Quartiers durables en Île-de-France : bilan et recommandations

15/07/2009

A l’occasion de la journée organisée par les partenaires de Teddif, l’IAU Ile-de-France et Ekopolis sur la conception des quartiers durables en Ile-de-France, les 120 participants ont pu débattre des avancées réalisées et des recommandations méthologiques.

Bilan des démarches en cours. La prise en compte des enjeux de développement durable à l’échelle d’un quartier a un réel écho auprès des collectivités franciliennes. En témoignent les 22 Approches environnementales de l’urbanisme (AEU®) soutenues par l’Ademe appliquées à l’échelle d’un quartier, les 8 Ecoquartiers financés par la Préfecture de Région dans le cadre du CPER 2007/2013, les 65 candidats Nouveaux quartiers urbains malgré les délais courts de la procédure de l’appel à projets de la Région ou encore les 13 candidats à l’appel à projets Rénovation urbaine et urbanisme durable lancé par l’Anru et la Caisse des dépôts. Ces démarches sont récentes. « Mais d’ores et déjà la réflexion en matière de durabilité des projets progresse même si les collectivités ont encore des progrès à accomplir » constate Véronique Hostein, chef du service agglomération et espaces urbains de la Région Ile-de-France. Parmi ceux-ci, les principaux concernent la prise en compte de l’approche environnementale surtout dans les zones denses à fortes contraintes, l’innovation notamment en matière de densité et de mixité, le développement d’une réflexion socio-culturelle prospective sur le quartier, sa population et ses modes de vie, son identité. « Le projet de quartier doit d’avantage intégrer l’espace alentour et les cohérences territoriales (SDRIF, SCOT, PLH, PLD, proximité avec une ligne de transport en commun…) » souligne Martine Liotard de l’IAU Ile-de-France.

Retours d’expériences et recommandations méthodologiques.

L’atelier « Comment faire des quartiers existants des quartiers durables ? » s’est appuyé sur la présentation de 7 expériences issues de l’appel à projets de l’Anru et la Caisse des dépôts : Plaine Commune, Creil, Paris, Garges-lès-Gonesse, Montreuil, Mulhouse et Auxerre. Il a permis d’identifier des clés communes à l’ensemble des projets et des enseignements reproductibles. L’identité du quartier est une question essentielle qu’il convient parfois de faire évoluer ou de reconstruire à l’instar d’Auxerre où les concepteurs sont partis du site originel (résurgences, eau, milieux naturels…) pour créer une nouvelle identité structurée autour d’une trame verte et bleue : ruisseau, bassin d’orages, jardins partagés… Le projet constitue aussi une opportunité pour faire émerger une économie locale, de l’emploi et des dispositifs de formation, comme à Plaine Commune où des formations ont été développées autour de la construction bois. Enfin, l’intégration du citoyen à la construction du projet et à la future gestion urbaine de proximité constitue un facteur clé de la réussite du projet. C’est le cas de Creil où les habitants furent associés à la conception et aux réflexions sur la future utilisation des logements ou de Mulhouse où les habitants sont invités à utiliser des des modes de déplacements alternatifs.

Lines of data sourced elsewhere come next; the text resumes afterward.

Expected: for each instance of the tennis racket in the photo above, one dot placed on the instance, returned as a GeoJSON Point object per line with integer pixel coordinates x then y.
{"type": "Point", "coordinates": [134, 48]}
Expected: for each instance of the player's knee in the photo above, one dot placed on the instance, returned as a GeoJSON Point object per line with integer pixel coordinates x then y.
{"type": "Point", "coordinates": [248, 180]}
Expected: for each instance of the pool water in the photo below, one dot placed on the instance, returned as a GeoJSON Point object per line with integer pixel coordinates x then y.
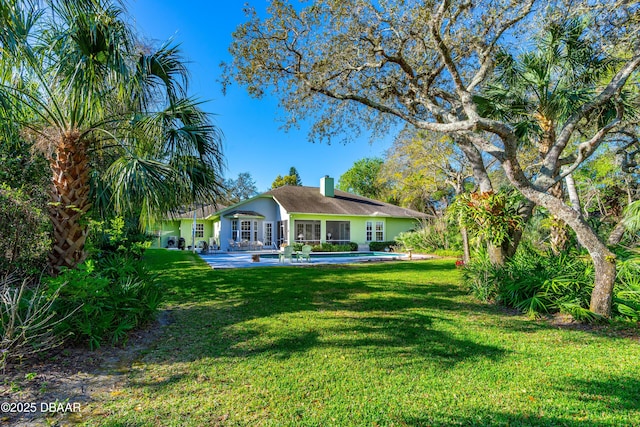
{"type": "Point", "coordinates": [344, 255]}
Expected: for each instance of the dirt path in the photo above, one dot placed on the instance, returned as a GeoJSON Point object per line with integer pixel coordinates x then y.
{"type": "Point", "coordinates": [55, 390]}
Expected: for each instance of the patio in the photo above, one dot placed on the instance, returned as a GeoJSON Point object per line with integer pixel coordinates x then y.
{"type": "Point", "coordinates": [244, 259]}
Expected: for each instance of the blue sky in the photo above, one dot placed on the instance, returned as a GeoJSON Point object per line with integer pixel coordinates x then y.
{"type": "Point", "coordinates": [253, 139]}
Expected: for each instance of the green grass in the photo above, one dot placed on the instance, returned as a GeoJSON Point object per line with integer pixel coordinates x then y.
{"type": "Point", "coordinates": [389, 344]}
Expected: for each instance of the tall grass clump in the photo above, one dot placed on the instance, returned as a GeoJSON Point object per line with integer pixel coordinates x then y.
{"type": "Point", "coordinates": [115, 291]}
{"type": "Point", "coordinates": [626, 298]}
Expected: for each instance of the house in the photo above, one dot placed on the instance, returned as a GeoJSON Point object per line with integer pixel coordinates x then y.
{"type": "Point", "coordinates": [291, 214]}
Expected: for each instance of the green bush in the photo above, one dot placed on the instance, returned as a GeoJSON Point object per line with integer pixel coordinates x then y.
{"type": "Point", "coordinates": [114, 300]}
{"type": "Point", "coordinates": [626, 299]}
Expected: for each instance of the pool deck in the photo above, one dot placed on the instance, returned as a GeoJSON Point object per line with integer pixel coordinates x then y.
{"type": "Point", "coordinates": [243, 260]}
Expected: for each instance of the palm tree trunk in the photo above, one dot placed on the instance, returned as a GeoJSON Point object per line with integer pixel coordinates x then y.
{"type": "Point", "coordinates": [69, 201]}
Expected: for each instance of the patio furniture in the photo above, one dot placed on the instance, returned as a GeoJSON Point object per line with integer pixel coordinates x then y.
{"type": "Point", "coordinates": [287, 252]}
{"type": "Point", "coordinates": [305, 253]}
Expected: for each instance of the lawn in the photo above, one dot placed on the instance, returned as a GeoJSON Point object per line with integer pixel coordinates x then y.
{"type": "Point", "coordinates": [389, 344]}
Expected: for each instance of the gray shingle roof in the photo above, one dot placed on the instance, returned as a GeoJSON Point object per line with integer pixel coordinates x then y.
{"type": "Point", "coordinates": [201, 212]}
{"type": "Point", "coordinates": [300, 199]}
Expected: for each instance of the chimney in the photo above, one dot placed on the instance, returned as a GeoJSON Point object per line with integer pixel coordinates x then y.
{"type": "Point", "coordinates": [326, 186]}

Les participants de l’atelier « Comment créer un quartier durable ?» ont débattu à partir de « l’opération Neptune », nouveau quartier construit sur une friche navale au cœur de l’agglomération Dunkerquoise. De cette démarche engagée il y a 20 ans ressortent trois points remarquables :

- Une démarche collective dès l’amont qui associe des partenaires publics et privés (la collectivité, l’aménageur, l’architecte-urbaniste et un groupement promoteurs-bailleurs) pour permettre notamment une plus grande mixité sociale et générationnelle

- La création d'un lien avec le reste du territoire. Les ponts, les passerelles, les transports en commun jouent un rôle essentiel pour relier les quartiers et favoriser les flux.

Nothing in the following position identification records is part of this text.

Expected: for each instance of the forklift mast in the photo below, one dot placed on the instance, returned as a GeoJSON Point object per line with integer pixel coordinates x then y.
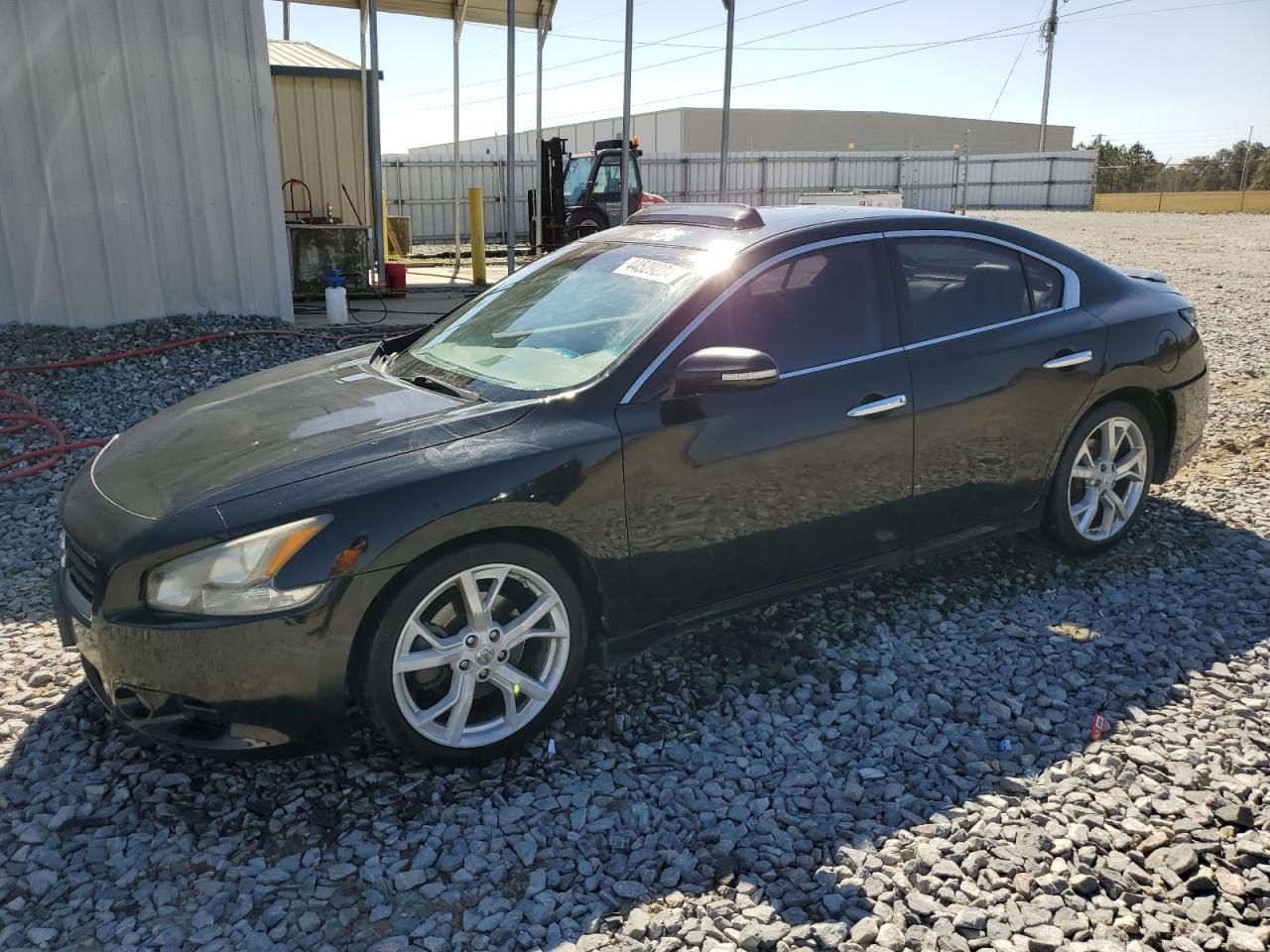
{"type": "Point", "coordinates": [552, 209]}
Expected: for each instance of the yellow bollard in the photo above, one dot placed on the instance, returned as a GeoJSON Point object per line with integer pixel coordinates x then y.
{"type": "Point", "coordinates": [476, 225]}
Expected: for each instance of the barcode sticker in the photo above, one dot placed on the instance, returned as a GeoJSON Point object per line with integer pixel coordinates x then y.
{"type": "Point", "coordinates": [648, 270]}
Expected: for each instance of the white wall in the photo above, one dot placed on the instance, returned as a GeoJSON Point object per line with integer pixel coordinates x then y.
{"type": "Point", "coordinates": [139, 163]}
{"type": "Point", "coordinates": [423, 188]}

- Une démarche qui a su prendre en compte les contraintes du SCoT et utiliser les possibilités offertes par le PLU qui a laissé une grande liberté à l’expression architecturale.

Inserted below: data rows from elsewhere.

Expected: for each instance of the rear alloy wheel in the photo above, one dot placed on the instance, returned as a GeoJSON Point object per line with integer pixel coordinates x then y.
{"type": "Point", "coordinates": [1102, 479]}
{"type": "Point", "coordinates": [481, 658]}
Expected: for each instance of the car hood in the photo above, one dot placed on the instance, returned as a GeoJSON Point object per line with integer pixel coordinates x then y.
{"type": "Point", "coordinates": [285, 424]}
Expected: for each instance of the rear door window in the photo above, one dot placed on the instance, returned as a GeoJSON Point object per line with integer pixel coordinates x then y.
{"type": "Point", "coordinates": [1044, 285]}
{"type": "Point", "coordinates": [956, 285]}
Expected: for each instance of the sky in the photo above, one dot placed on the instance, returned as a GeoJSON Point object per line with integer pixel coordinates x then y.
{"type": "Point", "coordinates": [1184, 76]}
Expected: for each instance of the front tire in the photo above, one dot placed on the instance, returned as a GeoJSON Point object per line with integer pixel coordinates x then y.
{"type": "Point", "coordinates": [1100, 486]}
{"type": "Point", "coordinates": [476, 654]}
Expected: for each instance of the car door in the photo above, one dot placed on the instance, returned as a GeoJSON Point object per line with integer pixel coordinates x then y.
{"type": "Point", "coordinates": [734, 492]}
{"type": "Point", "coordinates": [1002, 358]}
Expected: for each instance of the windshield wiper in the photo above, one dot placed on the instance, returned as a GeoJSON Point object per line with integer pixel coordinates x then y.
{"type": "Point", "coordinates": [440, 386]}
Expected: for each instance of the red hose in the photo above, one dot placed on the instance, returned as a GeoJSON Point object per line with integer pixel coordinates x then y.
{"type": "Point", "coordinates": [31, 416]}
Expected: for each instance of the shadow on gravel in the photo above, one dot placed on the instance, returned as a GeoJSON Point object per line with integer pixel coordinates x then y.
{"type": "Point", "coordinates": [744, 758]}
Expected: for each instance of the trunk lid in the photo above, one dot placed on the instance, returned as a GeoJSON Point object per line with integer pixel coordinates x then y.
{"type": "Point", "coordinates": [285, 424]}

L’atelier « Comment rattraper un projet en cours ? » a mis en évidence les méthodes et les outils à développer pour réintégrer les approches du développement durable selon l’état d’avancement du projet. Il est toujours possible de modifier un projet. Si le plan de composition est arrêté, on peut réaliser des études spécifiques pour optimiser les performances environnementales, définir des préconisations pour la conception des bâtiments, le chantier et l’usage… En cas d’achèvement de la conception du projet urbain, des documents contractuels spécifiques (cahier de prescriptions environnementales et de développement durable) permettent de fixer des exigences vis-à-vis des opérateurs. Le recours aux acteurs externes (les citoyens à l’instar d’Eco ZAC à Paris) peut jouer un rôle important pour enrichir le projet.